The new production of Ambroise Thomas's Hamlet, which opens on March 16, stars Simon Keenlyside in the title role and Natalie Dessay as Ophélie. Louis Langrée conducts a cast that also includes Jennifer Larmore as Gertrude, Toby Spence as Laërte, in his Met debut, and James Morris as Claudius. The production is by Patrice Caurier and Moshe Leiser with set designs by Christian Fenouillat, costume designs by Agostino Cavalca, and lighting designs by Christophe Forey - all in their Met debuts. When this production opened at the Royal Opera House, Covent Garden, The Independent called Keenlyside's Hamlet, "a revelation...thrilling throughout." The Met performances will use the alternative tragic ending, rather than the happy ending used at Covent Garden. Hamlet was last performed at the Met in 1897 and is particularly known for Ophélie's famous mad scene, which was a favorite of such legendary sopranos as Nellie Melba and Maria Callas. The production is owned by the Grand Théâtre de Genève and is a gift of Mr. and Mrs. Wilmer J. Thomas, Jr.
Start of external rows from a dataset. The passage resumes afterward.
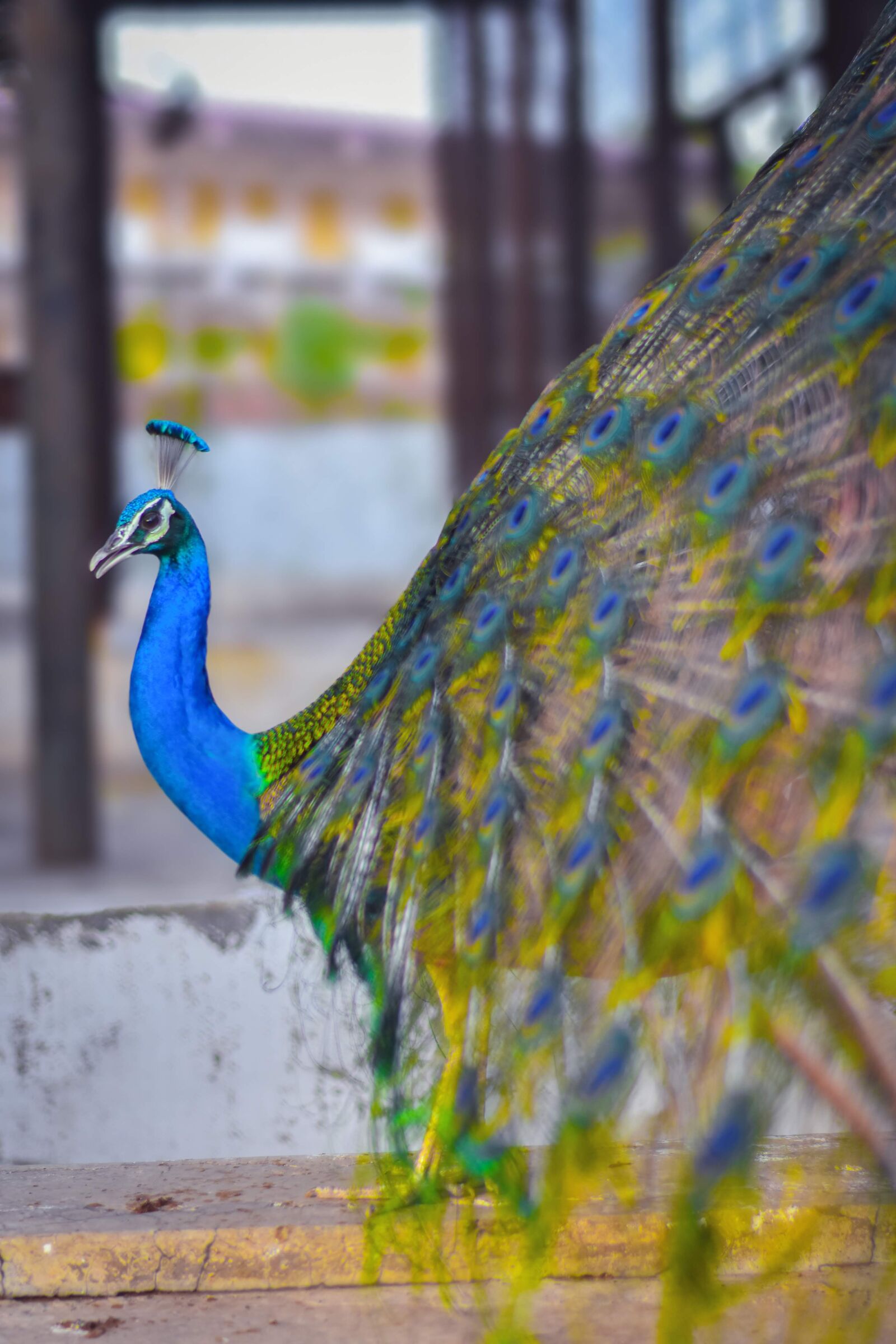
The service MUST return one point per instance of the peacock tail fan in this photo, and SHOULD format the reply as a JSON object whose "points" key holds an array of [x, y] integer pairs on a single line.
{"points": [[613, 787]]}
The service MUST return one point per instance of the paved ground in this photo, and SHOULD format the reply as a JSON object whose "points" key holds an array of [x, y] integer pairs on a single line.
{"points": [[810, 1308]]}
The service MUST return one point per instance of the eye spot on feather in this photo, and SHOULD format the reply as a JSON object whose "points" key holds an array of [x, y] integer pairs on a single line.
{"points": [[726, 488], [492, 820], [604, 736], [543, 1014], [520, 519], [781, 557], [707, 878], [878, 711], [757, 706], [543, 417], [609, 617], [833, 893], [802, 273], [671, 438], [584, 857], [600, 1082], [563, 569], [423, 666], [642, 314], [608, 431], [488, 624], [713, 281], [866, 303]]}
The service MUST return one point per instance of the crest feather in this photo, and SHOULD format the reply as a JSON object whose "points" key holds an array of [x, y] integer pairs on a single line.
{"points": [[176, 445]]}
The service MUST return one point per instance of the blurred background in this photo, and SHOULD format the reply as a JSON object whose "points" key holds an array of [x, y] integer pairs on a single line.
{"points": [[348, 244]]}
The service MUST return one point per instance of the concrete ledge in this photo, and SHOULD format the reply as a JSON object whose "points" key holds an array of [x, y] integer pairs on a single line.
{"points": [[281, 1224]]}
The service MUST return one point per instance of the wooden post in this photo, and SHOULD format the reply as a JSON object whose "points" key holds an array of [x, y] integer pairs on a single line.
{"points": [[68, 412]]}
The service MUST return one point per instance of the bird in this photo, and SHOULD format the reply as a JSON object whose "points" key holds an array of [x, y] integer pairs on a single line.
{"points": [[612, 790]]}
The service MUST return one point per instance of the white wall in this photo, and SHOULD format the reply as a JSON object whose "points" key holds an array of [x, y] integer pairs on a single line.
{"points": [[202, 1032]]}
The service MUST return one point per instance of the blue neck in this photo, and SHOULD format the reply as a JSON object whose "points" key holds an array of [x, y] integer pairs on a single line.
{"points": [[203, 763]]}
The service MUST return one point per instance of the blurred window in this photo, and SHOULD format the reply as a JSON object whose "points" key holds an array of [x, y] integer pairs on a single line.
{"points": [[142, 197], [401, 212], [324, 229], [206, 209], [723, 46], [260, 202]]}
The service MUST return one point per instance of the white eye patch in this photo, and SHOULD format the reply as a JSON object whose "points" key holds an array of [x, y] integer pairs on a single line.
{"points": [[153, 533]]}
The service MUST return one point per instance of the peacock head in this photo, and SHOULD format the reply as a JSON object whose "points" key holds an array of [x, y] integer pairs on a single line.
{"points": [[155, 523]]}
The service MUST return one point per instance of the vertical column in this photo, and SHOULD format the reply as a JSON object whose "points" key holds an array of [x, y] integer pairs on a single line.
{"points": [[521, 304], [464, 171], [68, 404], [664, 209], [575, 190]]}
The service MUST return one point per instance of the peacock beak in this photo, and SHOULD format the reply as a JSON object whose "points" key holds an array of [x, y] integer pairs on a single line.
{"points": [[110, 553]]}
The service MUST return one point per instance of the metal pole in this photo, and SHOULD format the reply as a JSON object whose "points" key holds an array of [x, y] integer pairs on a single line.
{"points": [[68, 414], [464, 163], [575, 186], [667, 234], [521, 304]]}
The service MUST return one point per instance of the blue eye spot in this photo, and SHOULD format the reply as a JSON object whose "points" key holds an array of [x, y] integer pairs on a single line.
{"points": [[792, 272], [707, 866], [722, 479], [602, 424], [453, 585], [506, 691], [608, 429], [580, 854], [884, 693], [781, 542], [425, 744], [859, 296], [667, 428], [752, 698], [711, 277], [562, 563]]}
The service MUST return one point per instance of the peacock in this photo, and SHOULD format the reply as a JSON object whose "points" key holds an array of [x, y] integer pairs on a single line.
{"points": [[614, 784]]}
Renée Fleming stars in the title role of Rossini's Armida, which has its Met premiere on April 12. Riccardo Frizza conducts, and Mary Zimmerman directs this story of a sorceress who enthralls men in her island prison. The cast includes six tenor roles in all, with the principal male parts taken in this production by Lawrence Brownlee as Rinaldo, Bruce Ford as Goffredo, José Manuel Zapata as Gernando, Barry Banks as Carlo, and Kobie van Rensburg as Ubaldo. Richard Hudson designs the sets and costumes, Brian MacDevitt is the lighting designer, and Graciela Daniele makes her Met debut as choreographer. Zimmerman, whose hit production of Lucia di Lammermoor opened the 2007-08 season, calls Armida "a buried treasure, a box of jewels." She notes that the opera "has an epic, enchanted quality and a tremendous visual element." This production of Armida is a gift of The Sybil B. Harrington Endowment Fund.
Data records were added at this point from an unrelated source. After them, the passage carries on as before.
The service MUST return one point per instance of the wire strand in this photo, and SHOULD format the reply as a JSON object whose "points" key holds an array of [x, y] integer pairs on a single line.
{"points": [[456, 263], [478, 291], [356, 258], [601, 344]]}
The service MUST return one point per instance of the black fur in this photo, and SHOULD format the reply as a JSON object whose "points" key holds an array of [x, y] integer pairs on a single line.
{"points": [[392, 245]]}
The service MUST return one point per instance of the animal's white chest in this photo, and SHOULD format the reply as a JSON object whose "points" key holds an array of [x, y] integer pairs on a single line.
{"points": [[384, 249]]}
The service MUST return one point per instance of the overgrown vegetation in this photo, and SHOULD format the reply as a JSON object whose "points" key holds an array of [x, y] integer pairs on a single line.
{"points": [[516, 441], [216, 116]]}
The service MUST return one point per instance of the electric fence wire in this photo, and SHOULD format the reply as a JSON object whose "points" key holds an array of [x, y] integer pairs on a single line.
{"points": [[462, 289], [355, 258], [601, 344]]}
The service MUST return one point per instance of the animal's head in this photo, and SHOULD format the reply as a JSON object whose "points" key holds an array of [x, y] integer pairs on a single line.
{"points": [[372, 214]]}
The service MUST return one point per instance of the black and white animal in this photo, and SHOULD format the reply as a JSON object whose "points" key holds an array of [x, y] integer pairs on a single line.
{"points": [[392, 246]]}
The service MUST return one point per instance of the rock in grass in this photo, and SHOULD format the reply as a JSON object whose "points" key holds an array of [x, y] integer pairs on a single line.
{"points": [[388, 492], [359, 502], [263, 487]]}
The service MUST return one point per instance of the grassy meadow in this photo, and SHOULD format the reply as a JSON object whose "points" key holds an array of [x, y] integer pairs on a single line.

The 18 revivals of the 2009-10 season feature a lineup of the world's greatest singers, including some notable Met role debuts. Anna Netrebko returns as Mimì in La Bohème, which also stars Piotr Beczala, who sings his first Rodolfo with the company. Gerald Finley and debuting baritone George Petean are Marcello, and Nicole Cabell and Ruth Ann Swenson alternate as Musetta. Marco Armiliato conducts.